Ayıp demişken, biz çocukken tekerleme olarak yeniden edilen bir söz vardı: “Bilmemek değil öğrenmemek ayıp”. Bugünlerde o söz toplumsal medyada ‘araştırmamak ayıp’ şeklinde güncellenmiş durumda. Tartışmalar data sahibi olmayan sayısız insanoğlunun birbirine ‘araştırmayı’ önermesiyle nihayete eriyor. Araştırmak ile kast edilen ise Google’da kendi görüşünü destekleyen herhangi bir enformasyon kırıntısı bulmak.

Bilim insanlarına göre ise ‘Kendi kendine araştırmak’ kişiyi yanlış bilgiye ve komplolara inanmaya daha yatkın hale getirmekte. Nature’da gösterilen bir araştırma, komplo teorilerini incelemek için arama motorlarını kullanmanın aslen insanoğlunun söz mevzusu teorilere inanma ihtimalini artırabileceğini ortaya koydu. Bunun sebebi de ‘veri boşlukları’ terimi ile açıklanıyor. Yanıltıcı manşetlere yada komplo teorilerine karşı koyacak oldukca sayıda yüksek kaliteli data bulunmadığında, önyargıları doğrulayan makaleler arama neticelerini domine ediyor.

Oysa ki biz, sınırsız enformasyon elde eden dijital bir çağda doğru bilgiye ulaşmak daha kolay olur sanmıştık. Gerçek bilim insanı ile ‘tacir’i birbirinden ayır, doğru kaynakla sahtenin farkını kavra, komplo teorisyenlerine karşı bir duvar oluştur. Dijital okur yazarlık, analog kardeşinden daha zor.

Mashable Türkiye’de haftanın ürünleri


Huawei Freeclip: Bu bildiğiniz kulaklıklardan değil!

İYİ

  • Etkisi altına alan ve şık tasarım
  • Ergonomik yapı
  • Sorunsuz çift kullanım özelliği
  • Benzer ürünlerden farklılaşması
  • Batarya ömrü

KÖTÜ

  • Gürültü engelleme yok
  • Mikrofon kalitesi kafi değil

SON SÖZ

Huawei FreeClip bilhassa tasarım anlamında oldukca başarıya ulaşmış ve değişik bir model arayanlara hitap ediyor. Burada şıklık ve performans ayrımını iyi yapmak gerek. Bu mevzuda iyi bir çözüm sunuyor fakat öteki TWS kulaklıklar ile kıyaslamak oldukca doğru değil.

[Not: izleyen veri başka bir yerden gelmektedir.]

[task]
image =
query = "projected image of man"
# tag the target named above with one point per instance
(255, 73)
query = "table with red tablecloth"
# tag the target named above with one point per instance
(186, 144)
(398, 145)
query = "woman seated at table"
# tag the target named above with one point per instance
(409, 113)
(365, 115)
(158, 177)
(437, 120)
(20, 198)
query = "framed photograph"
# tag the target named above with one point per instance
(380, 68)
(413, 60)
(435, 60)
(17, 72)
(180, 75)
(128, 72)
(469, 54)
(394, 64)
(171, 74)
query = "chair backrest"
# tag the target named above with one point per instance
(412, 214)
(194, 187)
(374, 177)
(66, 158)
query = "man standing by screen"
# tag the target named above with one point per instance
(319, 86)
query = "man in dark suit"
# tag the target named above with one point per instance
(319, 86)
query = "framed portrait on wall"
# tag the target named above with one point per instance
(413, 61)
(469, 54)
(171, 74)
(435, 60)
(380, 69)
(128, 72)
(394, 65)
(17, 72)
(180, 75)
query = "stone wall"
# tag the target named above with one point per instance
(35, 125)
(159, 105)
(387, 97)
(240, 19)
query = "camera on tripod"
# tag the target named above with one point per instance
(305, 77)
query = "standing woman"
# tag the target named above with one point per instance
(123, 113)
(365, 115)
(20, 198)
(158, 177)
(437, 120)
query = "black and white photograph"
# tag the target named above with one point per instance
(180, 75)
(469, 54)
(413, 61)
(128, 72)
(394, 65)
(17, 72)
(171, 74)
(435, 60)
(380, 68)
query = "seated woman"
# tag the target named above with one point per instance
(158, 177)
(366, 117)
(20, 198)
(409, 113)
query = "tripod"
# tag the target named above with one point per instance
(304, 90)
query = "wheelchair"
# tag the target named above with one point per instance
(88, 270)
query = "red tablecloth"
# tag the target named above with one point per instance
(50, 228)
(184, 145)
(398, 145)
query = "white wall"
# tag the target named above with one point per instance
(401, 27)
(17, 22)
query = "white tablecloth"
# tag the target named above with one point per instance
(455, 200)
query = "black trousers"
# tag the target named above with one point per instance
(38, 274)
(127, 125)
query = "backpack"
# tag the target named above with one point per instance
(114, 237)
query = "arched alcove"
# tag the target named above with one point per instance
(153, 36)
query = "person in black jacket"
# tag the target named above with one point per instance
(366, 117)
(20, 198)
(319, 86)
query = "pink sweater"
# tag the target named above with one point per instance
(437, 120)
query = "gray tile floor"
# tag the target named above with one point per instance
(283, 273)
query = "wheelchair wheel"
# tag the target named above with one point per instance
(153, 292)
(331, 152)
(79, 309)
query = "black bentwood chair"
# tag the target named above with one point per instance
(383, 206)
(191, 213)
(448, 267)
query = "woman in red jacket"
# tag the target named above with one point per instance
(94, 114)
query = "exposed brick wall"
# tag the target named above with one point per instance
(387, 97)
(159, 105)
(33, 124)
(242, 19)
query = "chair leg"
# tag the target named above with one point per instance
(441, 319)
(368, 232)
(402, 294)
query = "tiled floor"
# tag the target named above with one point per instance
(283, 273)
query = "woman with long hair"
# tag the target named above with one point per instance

Samsung Galaxy Watch 6: Android’ciler için daha iyisi yok

İYİ

  • Büyük, kullanışlı, daima açık ekran
  • Kolay arayüz
  • Birçok fitness ve sıhhat özelliği
  • Kaliteli uyku takip edeni

KÖTÜ

  • Bazı özellikler bir tek Samsung telefonlara hususi
  • Pil ömrü iyi, fakat sıradışı değil

SON SÖZ

Galaxy Watch 6, başarıya ulaşmış ekranı, kullanım kolaylığı ve ayırt edici özellikleri ile Android’li akıllı saat dağının zirvesinde içeriyor.

Samsung Galaxy Watch 6 is the Android smartwatch to get this Black Friday
Samsung Galaxy Watch 6 is the Android smartwatch to get this Black Friday

Lenovo ThinkPad Z16 Gen 2: Şık, güçlü ve etkileyici

İYİ

  • Kuvvetli İşlemci
  • Süratli GPU
  • Başarı göstermiş ekran
  • Kuvvetli ve yüksek sesli hoparlör
  • Dayanıklı kasa

KÖTÜ

  • Pil ömrü daha iyi olabilirdi
  • Klavye orta seviyede

SON SÖZ

Pil ömrü sizin için çok da fazla mühim değilse, kuvvetli AMD işlemci ve grafik kartıyla ThinkPad Z16 Gen 2, oldukça kullanışlı bir Windows tabanlı laptop. Bir oyun makinesi olmasa bile rahat oyunları rahatça oynatabiliyor.